Leerrohre bereits verlegt

Leerrohre für Glasfaserkabel an der Hauptstraße waren bereits im Zusammenhang mit der Dorferneuerung gelegt worden. Zu den Häusern würden dann die alten Kupferkabel weiter genutzt.

„Zum Nulltarif wird es das aber nicht geben“, betont der Ingenieur Fey. Die Telekom will alle Materialen zur Verfügung stellen. Die Erdarbeiten müssen die Weißenhaseler selbst bezahlen. Wie hoch die Kosten sind, wird an dem Info-Abend mitgeteilt.

Horst Fey kennt die Zahlen schon: „Dieses Angebot ist erheblich besser als die bisherigen. Das können wir stemmen.“ Mit allen Interessenten müsste ein Verein gegründet werden. Fey hofft, dass die Vereinsmitglieder für einige Zeit einen Preisnachlass bei der Telekom bekommen, damit sich ihr finanzieller Einsatz am Anfang nach einigen Jahren wieder amortisiert hat.

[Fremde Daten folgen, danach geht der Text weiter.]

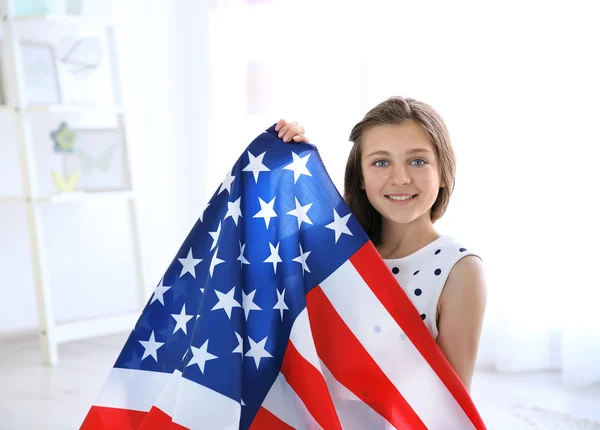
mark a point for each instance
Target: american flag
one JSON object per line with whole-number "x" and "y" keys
{"x": 276, "y": 313}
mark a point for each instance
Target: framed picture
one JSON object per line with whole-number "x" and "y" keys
{"x": 84, "y": 70}
{"x": 98, "y": 158}
{"x": 41, "y": 75}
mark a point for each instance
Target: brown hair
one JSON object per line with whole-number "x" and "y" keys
{"x": 397, "y": 110}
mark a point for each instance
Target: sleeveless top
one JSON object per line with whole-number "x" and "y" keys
{"x": 423, "y": 274}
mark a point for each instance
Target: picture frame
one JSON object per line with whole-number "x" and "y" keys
{"x": 40, "y": 73}
{"x": 100, "y": 160}
{"x": 3, "y": 99}
{"x": 85, "y": 70}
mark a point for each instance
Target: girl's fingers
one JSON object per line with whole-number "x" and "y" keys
{"x": 286, "y": 128}
{"x": 300, "y": 138}
{"x": 280, "y": 124}
{"x": 289, "y": 135}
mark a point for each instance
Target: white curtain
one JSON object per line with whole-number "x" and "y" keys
{"x": 516, "y": 82}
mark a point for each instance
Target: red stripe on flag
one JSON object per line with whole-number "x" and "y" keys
{"x": 374, "y": 272}
{"x": 159, "y": 420}
{"x": 102, "y": 418}
{"x": 309, "y": 384}
{"x": 352, "y": 366}
{"x": 265, "y": 420}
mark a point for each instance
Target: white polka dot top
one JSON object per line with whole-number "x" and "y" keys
{"x": 423, "y": 274}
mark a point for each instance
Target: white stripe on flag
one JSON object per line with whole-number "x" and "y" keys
{"x": 352, "y": 412}
{"x": 200, "y": 407}
{"x": 301, "y": 337}
{"x": 135, "y": 390}
{"x": 284, "y": 403}
{"x": 402, "y": 363}
{"x": 167, "y": 399}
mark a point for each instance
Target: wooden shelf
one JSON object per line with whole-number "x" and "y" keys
{"x": 94, "y": 327}
{"x": 75, "y": 196}
{"x": 63, "y": 19}
{"x": 64, "y": 109}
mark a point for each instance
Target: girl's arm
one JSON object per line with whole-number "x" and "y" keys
{"x": 460, "y": 317}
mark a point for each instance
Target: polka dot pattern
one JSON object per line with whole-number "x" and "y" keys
{"x": 422, "y": 276}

Ein Jahr für die Umsetzung

Fey geht davon aus, dass Weißenhasel bei diesem Angebot in etwa einem Jahr schnelles Internet hat. Der kürzeste Anschlussweg würde vom Reichenberg bis zur Ortsmitte führen. Das Glasfaserkabel könnte am Rand eines asphaltierten Wirtschaftsweges verlegt werden.

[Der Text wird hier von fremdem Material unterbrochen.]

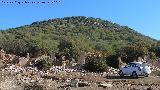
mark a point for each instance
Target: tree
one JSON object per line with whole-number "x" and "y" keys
{"x": 68, "y": 49}
{"x": 131, "y": 53}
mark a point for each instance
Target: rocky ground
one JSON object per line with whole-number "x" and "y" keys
{"x": 57, "y": 78}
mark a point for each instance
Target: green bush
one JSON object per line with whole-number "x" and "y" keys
{"x": 96, "y": 64}
{"x": 44, "y": 64}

Vorgestellt wird außerdem die Initiative der fünf nordhessischen Landkreise, die den Bürgern flächendeckend ein leistungsfähiges Internetangebot bereitstellen will. „Warum sollen wir nicht auf dieses Modell warten?“, wird eine Frage sein, um die es geht.

Fey will die Bürger entscheiden lassen. Sie sollen an dem Abend informiert werden, mit den Experten diskutieren und am Ende abstimmen, welchen Weg sie gehen wollen.

„Auch an die Enkel denken“

Der Weißenhaseler will mit seiner Initiative die Bürger wachrütteln: „Schnelles Internet ist extrem wichtig.“ Die Schüler brauchen es für die Schule. „Auch Heimarbeitsplätze werden immer wichtiger“. Die Liste ist lang.

„Wer es als Älterer vielleicht nicht braucht, sollte dennoch an seine Enkel denken und zu der Veranstaltung kommen“, sagt er. Fey ist vor allem eins wichtig: Das Weißenhasel beim Internet kräftig aufs Gaspedal tritt, um den Anschluss an die Zukunft nicht zu verpassen.